In the run-up to the presidential election in Honduras, conservative candidate Nasry Asfura was more than five points behind in the polls. I needed a boost. On November 26, four days before the vote, he got it: a surprise endorsement from President Donald Trump. When The Economist Just before press time, Asfura had a lead of 44,000 votes and his primary opponent was calling for a recount. If his lead holds, Asfura can thank his campaign manager, an Argentinian named Fernando Cerimedo.
This is a political actor who is unknown to most people in Honduras or beyond and is becoming increasingly prominent in the network of strategists surrounding Trump.
He says he coordinated Trump’s contribution Social truth in which he supported Asfura with Dick Morris, a friend and strategist working in Latin America.

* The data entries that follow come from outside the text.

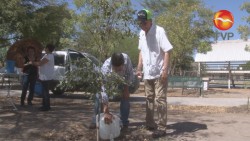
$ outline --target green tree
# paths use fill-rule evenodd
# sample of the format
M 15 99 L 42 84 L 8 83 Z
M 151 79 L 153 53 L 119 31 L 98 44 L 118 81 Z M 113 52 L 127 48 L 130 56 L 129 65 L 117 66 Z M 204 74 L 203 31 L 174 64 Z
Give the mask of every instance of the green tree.
M 211 50 L 213 12 L 201 0 L 145 0 L 143 5 L 155 13 L 155 22 L 162 26 L 173 45 L 171 74 L 191 69 L 193 54 Z
M 1 47 L 22 38 L 59 45 L 73 31 L 72 12 L 55 0 L 2 0 L 0 10 Z
M 78 48 L 106 59 L 131 36 L 134 10 L 129 0 L 75 0 L 78 8 Z M 79 12 L 80 11 L 80 12 Z
M 246 25 L 240 25 L 238 27 L 238 32 L 241 35 L 241 38 L 243 40 L 248 40 L 250 36 L 250 2 L 245 2 L 241 6 L 241 10 L 246 10 L 246 12 L 249 14 L 247 17 L 244 17 L 243 20 L 246 21 Z

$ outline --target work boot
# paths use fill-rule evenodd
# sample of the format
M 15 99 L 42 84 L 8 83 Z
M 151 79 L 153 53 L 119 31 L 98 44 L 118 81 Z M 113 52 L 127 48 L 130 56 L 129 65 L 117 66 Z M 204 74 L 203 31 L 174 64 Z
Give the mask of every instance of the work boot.
M 29 106 L 32 106 L 33 104 L 32 104 L 32 102 L 31 102 L 31 101 L 28 101 L 28 105 L 29 105 Z
M 24 100 L 21 100 L 20 105 L 24 106 Z

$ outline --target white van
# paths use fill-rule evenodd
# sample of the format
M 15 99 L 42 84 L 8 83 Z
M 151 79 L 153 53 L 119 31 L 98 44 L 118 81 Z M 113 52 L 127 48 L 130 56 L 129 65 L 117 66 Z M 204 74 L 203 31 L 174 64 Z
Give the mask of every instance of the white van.
M 91 62 L 93 62 L 93 64 L 96 67 L 101 66 L 101 62 L 93 55 L 71 50 L 71 49 L 68 49 L 65 51 L 54 51 L 53 55 L 54 55 L 54 60 L 55 60 L 55 67 L 54 67 L 53 83 L 50 86 L 50 90 L 53 92 L 53 94 L 56 94 L 56 95 L 60 95 L 64 93 L 64 90 L 56 86 L 60 83 L 60 81 L 62 81 L 65 78 L 65 73 L 67 71 L 70 71 L 71 69 L 71 68 L 66 67 L 67 63 L 71 61 L 75 61 L 77 59 L 87 58 Z

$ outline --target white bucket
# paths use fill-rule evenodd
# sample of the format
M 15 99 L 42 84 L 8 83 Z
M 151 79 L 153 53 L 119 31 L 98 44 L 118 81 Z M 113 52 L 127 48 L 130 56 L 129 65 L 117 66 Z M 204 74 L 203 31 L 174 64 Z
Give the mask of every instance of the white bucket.
M 104 123 L 104 117 L 103 113 L 100 114 L 100 127 L 99 127 L 99 132 L 100 132 L 100 137 L 101 139 L 114 139 L 120 135 L 120 119 L 118 116 L 113 115 L 113 120 L 112 123 L 110 124 L 105 124 Z M 98 120 L 98 115 L 96 115 L 96 120 Z M 97 121 L 96 121 L 97 123 Z

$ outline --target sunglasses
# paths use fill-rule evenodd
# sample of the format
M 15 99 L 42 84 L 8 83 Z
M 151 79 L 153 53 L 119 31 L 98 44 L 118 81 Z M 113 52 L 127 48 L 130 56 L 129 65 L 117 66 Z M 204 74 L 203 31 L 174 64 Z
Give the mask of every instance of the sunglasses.
M 147 24 L 147 21 L 137 21 L 137 24 L 139 26 L 145 26 Z

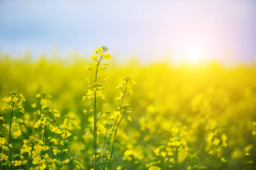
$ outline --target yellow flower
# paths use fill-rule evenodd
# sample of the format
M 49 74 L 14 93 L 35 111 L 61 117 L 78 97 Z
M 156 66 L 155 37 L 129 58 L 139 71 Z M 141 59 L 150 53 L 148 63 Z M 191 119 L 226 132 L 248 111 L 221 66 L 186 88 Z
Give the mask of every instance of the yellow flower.
M 31 107 L 33 108 L 36 108 L 36 103 L 34 103 L 33 104 L 32 104 L 31 105 Z
M 54 114 L 54 117 L 60 117 L 60 113 Z
M 3 118 L 3 116 L 0 117 L 0 120 L 3 120 L 4 121 L 5 120 L 5 119 Z
M 220 140 L 218 139 L 217 138 L 214 139 L 214 141 L 212 142 L 212 144 L 216 146 L 217 146 L 219 145 L 219 143 L 220 142 Z
M 67 164 L 70 161 L 70 160 L 69 159 L 68 159 L 67 160 L 64 160 L 62 162 L 63 163 Z
M 131 116 L 128 116 L 128 117 L 127 117 L 127 119 L 128 120 L 128 121 L 132 121 L 133 120 L 132 120 L 132 118 L 131 117 Z
M 122 167 L 120 165 L 116 167 L 116 170 L 121 170 L 122 169 Z
M 220 159 L 221 160 L 221 161 L 223 162 L 225 162 L 226 161 L 227 161 L 227 160 L 226 160 L 224 157 L 221 157 L 220 158 Z

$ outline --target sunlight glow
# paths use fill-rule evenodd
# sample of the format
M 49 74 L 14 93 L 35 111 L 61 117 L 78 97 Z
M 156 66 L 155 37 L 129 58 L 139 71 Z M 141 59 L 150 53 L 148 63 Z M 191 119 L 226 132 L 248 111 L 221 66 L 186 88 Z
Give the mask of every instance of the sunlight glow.
M 205 48 L 201 44 L 189 45 L 185 49 L 184 61 L 188 63 L 195 64 L 204 60 L 206 59 L 204 58 L 205 57 Z

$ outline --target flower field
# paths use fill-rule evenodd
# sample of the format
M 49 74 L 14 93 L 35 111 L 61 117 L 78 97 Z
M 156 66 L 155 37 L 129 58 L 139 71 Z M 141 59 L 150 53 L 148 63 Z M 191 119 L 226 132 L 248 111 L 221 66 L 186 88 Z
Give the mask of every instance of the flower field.
M 120 63 L 107 50 L 1 56 L 1 170 L 256 169 L 255 65 Z

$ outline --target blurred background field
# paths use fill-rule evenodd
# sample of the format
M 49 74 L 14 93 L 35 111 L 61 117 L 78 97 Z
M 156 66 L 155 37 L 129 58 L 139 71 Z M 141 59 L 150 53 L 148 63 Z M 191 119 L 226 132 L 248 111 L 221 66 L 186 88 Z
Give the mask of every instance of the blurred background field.
M 38 135 L 33 126 L 49 105 L 72 134 L 72 152 L 93 167 L 93 117 L 82 97 L 93 77 L 90 56 L 106 46 L 113 59 L 102 73 L 101 112 L 116 110 L 118 80 L 137 83 L 125 99 L 133 121 L 118 129 L 111 169 L 256 169 L 256 7 L 253 0 L 0 1 L 0 98 L 17 91 L 26 99 L 25 113 L 14 113 L 24 122 L 13 124 L 13 152 Z M 0 111 L 7 141 L 9 115 Z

He believes it gave Asfura’s campaign the boost it needed.
The 44-year-old Cerimedo experienced his first notoriety in Brazil in 2022. He hosted a live broadcast titled “Brazil was stolen” just days after Jair Bolsonaro, a right-wing populist, lost his re-election to Luiz Inácio Lula da Silva. In it, he claimed that old voting machines had been manipulated to tilt the votes in favor of Lula.
In doing so, he repeated Bolsonaro’s claims that he made after he failed to win the presidency in the first round of voting in 2018. Bolsonaro’s claims about voting machines ultimately led to his being barred from running for public office. Cerimedo was investigated by Brazilian police but never charged.
His foray into the Latin American right had just begun. I already had a political marketing agency in Buenos Aires, Numen; an associated “training academy”; and a news website, La Derecha Diario, which promoted right-wing and libertarian ideologies. He says his wife encouraged him to join the presidential campaign of up-and-coming conservative lawmaker Javier Milei, whose scathing criticism of the Peronist establishment and its extravagant public spending caused a stir.
He began working on digital media strategy with Santiago Caputo, who remains one of Milei’s main consultants. Cerimedo claims he was the one who encouraged Milei to bring a chainsaw on stage at campaign events as a symbol of his plans to cut spending.
In the run-up to the 2023 election, an unexpected interview request came The Tucker Carlson Showthe American conservative commentator’s podcast. “Fernando immediately said, ‘Dude, I’ll take care of it,'” says Damián Merlo, a consultant in Miami who forwarded Carlson’s request and later joined Milei’s campaign (he also works closely with El Salvador’s President Nayib Bukele). “Five minutes later he called me. He said, ‘We’re in.'”
Carlson’s interview gave Milei a timely boost. It also made him an international sensation and caught Trump’s attention. “Milei’s interview was great. We couldn’t believe it,” says Merlo. Cerimedo has since distanced himself from Milei after a disagreement with his inner circle, but the Argentine president has developed a close relationship with Trump.

U.S. support was crucial in stopping a run on the peso ahead of Argentina’s midterm elections in October.
The list of places in Latin America that have remained untouched by Cerimedo’s hand is getting smaller and smaller. In 2022, he worked on the campaign to prevent the attempt to introduce a controversial left-wing constitution in Chile. Numen Academy graduates include Catalina Paz, daughter of Bolivia’s new president, Rodrigo Paz. She now advises her father’s government. Cerimedo also worked on the media strategy for that campaign, helping Paz to a victory amid the turmoil in Bolivian politics that distanced the country from the left-wing forces of MAS for the first time in two decades.
Cerimedo continues to work with Paz as a senior advisor, commuting between Bolivia, Honduras and his home in Buenos Aires.
The Latin American left calls him the “Prince of Darkness.” Cerimedo says it does not use “troll farms” or conduct smear campaigns through “bot” accounts. Instead, he says, he simply monitors online conversations and then uses that information to influence public opinion with personalized messages.
He attributes his success in part to his business partner Brad Parscale, Trump’s former campaign manager, who runs the technical side of Numen. Cerimedo denies allegations of shady operations and invites journalists to his modern Buenos Aires office in the Puerto Madero district. “He doesn’t shy away from it because he’s not doing anything illegal and nothing is wrong,” Merlo said.
Cerimedo also has its limits. He says he was not involved in Trump’s pardon of Juan Orlando Hernández, the former president of Honduras. Hernández was serving a 45-year prison sentence in the United States for drug trafficking when he was released on December 1. “The pardon was a surprise,” he says, adding that Asfura’s campaign felt it could hurt his chances. Sometimes Trump surprises even his most committed supporters.